The KAWA Python SDK

KAWA offers a Python SDK that lets you perform various operations: Computations, Data loading and Advanced administration tasks.

📚 You can find example workbooks and additional documentation here: KAWA Python SDK Github Repository.

1 Getting started with the SDK

1.1 Installation

In order to install the SDK, run the following:

pip install kywy

ℹ️ The SDK is hosted on PyPI.

1.2 Retrieve your API Key

The API Key can be retrieved from the KAWA GUI. Click on Settings > API Key.

Please set a date at which the key will expire and click on Generate key.

The key is of the following format:

kawa-........

🚨 Once generated and copied, the key can no longer be retrieved.
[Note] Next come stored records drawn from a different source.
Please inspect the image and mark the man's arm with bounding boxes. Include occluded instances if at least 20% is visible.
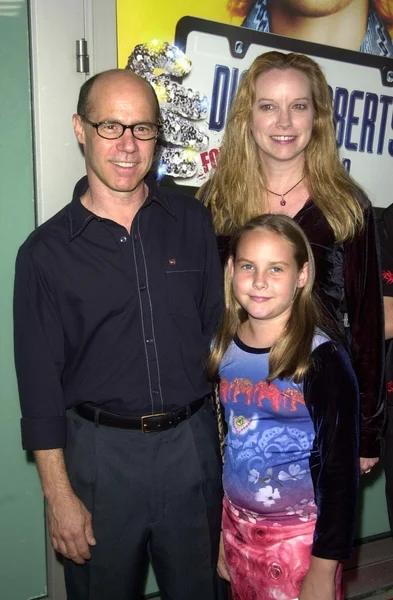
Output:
[383,296,393,340]
[14,244,95,564]
[34,448,96,565]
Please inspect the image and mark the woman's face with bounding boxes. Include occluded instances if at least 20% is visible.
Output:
[251,69,314,170]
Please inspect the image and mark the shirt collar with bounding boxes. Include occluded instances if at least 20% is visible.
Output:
[68,175,176,241]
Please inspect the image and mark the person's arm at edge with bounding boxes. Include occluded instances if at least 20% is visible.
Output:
[378,204,393,340]
[344,200,386,460]
[14,244,95,563]
[201,209,224,345]
[299,342,359,600]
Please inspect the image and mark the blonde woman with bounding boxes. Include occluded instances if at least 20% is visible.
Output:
[198,52,385,473]
[208,215,359,600]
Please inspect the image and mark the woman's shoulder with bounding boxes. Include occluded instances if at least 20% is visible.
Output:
[310,329,353,375]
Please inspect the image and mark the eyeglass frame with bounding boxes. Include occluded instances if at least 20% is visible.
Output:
[79,115,161,142]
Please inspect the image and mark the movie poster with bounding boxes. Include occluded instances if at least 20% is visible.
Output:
[117,0,393,207]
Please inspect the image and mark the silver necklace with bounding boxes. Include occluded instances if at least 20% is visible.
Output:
[267,175,305,206]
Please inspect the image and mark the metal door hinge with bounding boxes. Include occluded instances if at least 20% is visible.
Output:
[76,38,90,73]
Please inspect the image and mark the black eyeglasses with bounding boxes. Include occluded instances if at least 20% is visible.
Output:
[80,115,160,141]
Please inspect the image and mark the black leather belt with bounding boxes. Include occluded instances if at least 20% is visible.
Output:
[74,395,211,433]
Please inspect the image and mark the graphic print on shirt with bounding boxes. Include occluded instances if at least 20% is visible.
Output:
[220,342,324,525]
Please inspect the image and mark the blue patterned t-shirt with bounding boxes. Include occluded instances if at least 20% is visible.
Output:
[219,335,328,524]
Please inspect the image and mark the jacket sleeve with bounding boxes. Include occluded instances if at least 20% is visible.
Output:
[201,209,224,347]
[378,204,393,297]
[304,342,359,560]
[344,201,386,458]
[14,242,66,450]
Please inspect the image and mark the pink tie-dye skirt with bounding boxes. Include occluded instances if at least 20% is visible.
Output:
[222,499,344,600]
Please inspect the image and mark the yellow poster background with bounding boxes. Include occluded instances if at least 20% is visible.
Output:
[117,0,243,68]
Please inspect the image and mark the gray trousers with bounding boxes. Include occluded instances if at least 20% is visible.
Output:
[65,401,222,600]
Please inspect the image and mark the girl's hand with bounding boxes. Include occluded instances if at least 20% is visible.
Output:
[217,532,231,581]
[299,556,338,600]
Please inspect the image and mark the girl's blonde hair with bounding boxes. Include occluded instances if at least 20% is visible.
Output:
[197,51,364,241]
[207,214,321,383]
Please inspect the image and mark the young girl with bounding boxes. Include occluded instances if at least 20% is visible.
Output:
[209,214,359,600]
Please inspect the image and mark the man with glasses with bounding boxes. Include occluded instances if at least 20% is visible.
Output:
[15,70,222,600]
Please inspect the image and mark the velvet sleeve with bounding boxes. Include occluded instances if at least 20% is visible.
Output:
[378,204,393,297]
[344,200,386,458]
[304,342,359,560]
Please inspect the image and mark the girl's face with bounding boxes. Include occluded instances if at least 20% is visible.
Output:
[251,69,314,170]
[228,229,308,324]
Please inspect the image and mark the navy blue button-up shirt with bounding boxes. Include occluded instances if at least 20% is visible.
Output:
[14,178,222,450]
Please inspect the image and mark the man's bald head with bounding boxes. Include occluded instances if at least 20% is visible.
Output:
[77,69,160,121]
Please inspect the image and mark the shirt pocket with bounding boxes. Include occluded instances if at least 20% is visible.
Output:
[165,258,204,319]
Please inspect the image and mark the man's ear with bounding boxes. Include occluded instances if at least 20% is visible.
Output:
[72,115,85,144]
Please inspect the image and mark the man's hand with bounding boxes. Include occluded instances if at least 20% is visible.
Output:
[217,532,231,581]
[299,556,337,600]
[359,458,379,475]
[34,448,96,565]
[48,492,96,565]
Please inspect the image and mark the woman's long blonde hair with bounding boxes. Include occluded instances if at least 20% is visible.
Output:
[197,51,364,241]
[207,214,321,383]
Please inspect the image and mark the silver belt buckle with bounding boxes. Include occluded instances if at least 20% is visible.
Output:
[141,413,166,433]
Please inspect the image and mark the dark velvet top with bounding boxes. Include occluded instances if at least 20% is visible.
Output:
[218,196,385,458]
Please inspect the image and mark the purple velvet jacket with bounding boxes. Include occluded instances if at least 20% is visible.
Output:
[218,196,385,458]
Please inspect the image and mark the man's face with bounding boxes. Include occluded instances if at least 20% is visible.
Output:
[74,72,157,196]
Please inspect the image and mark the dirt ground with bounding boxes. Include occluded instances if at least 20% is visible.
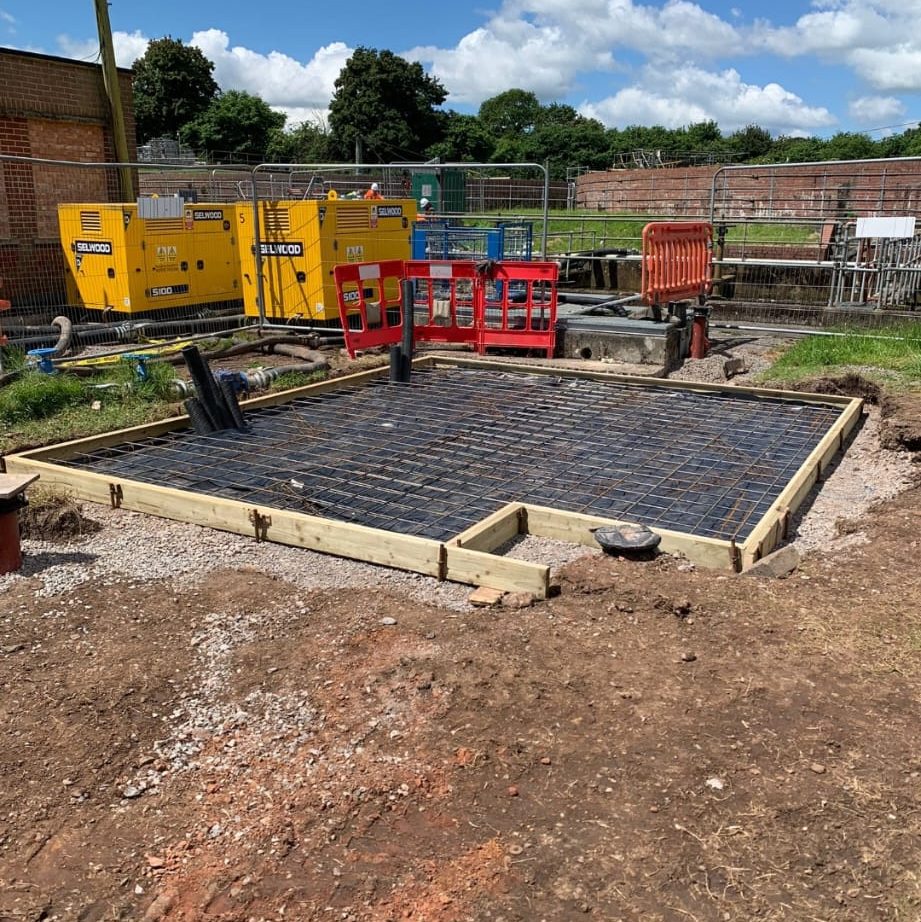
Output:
[0,380,921,922]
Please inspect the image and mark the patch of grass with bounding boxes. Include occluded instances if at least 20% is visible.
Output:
[0,362,179,453]
[762,324,921,386]
[267,371,328,394]
[0,371,87,425]
[0,400,176,454]
[101,362,176,402]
If you lost you key, you will need to generate a new one.

1.3 Connect and authenticate to KAWA

The recommended way to connect to KAWA with the Python SDK is by creating a .env file in your project root directory.

The .env file will be located by searching upward from the current working directory until the file is found or the root directory is reached.

Here is what the content of your .env file should look like:

KAWA_URL=https://your-domain:your-port
KAWA_API_KEY=kawa-****
KAWA_WORKSPACE=1

Specify the following:

  • KAWA_URL: Enter your URL with the correct port
  • KAWA_API_KEY: Fill in the API key that was generated at the previous step
  • KAWA_WORKSPACE: Specify in which workspace you want to be authenticated

When the file has been created, run the following:

from kywy.client.kawa_client import KawaClient as K
kawa = K.load_client_from_environment()

Alternatively, you can authenticate without using the .env file (not recommended):

from kywy.client.kawa_client import KawaClient as K
kawa = K(kawa_api_url='https://your-domain:your-port')
kawa.set_api_key(api_key='kawa-****')
kawa.set_active_workspace_id('1')

2 Upload data to KAWA using the Python SDK

In order to upload any pandas dataframe to KAWA:

from kywy.client.kawa_client import KawaClient as K
kawa = K.load_client_from_environment()

# Define your dataframe
# df = ....

loader = kawa.new_data_loader(
    df=df, 
    datasource_name='Super Store',
)

loader.create_datasource()
loader.load_data()

📚 Please have a look at this Notebook for a complete documentation of the data loading API.

Note that you can also use arrow tables instead of pandas dataframe for improved performances. This is all detailed in the notebook mentioned above.

3 Run computations on KAWA from the Python SDK

This feature lets you query your data and download it as a pandas dataframe directly in your existing scripts. The execution of the query (Filtering, Aggregations, etc…) will be deported into the KAWA data warehouse to ensure low latency and a small memory footprint in your own Python runtime.

from kywy.client.kawa_client import KawaClient as K
kawa = K.load_client_from_environment()

query = (kawa
         .sheet('Super Store')
         .select(K.col('Profit').sum())
         .group_by('State')
         .order_by('Profit', ascending=False)
         .limit(5))

df = query.compute()

# df is a regular Pandas dataframe that can be further manipulated.

📚 Please have a look at this Notebook for a complete documentation of the computing API.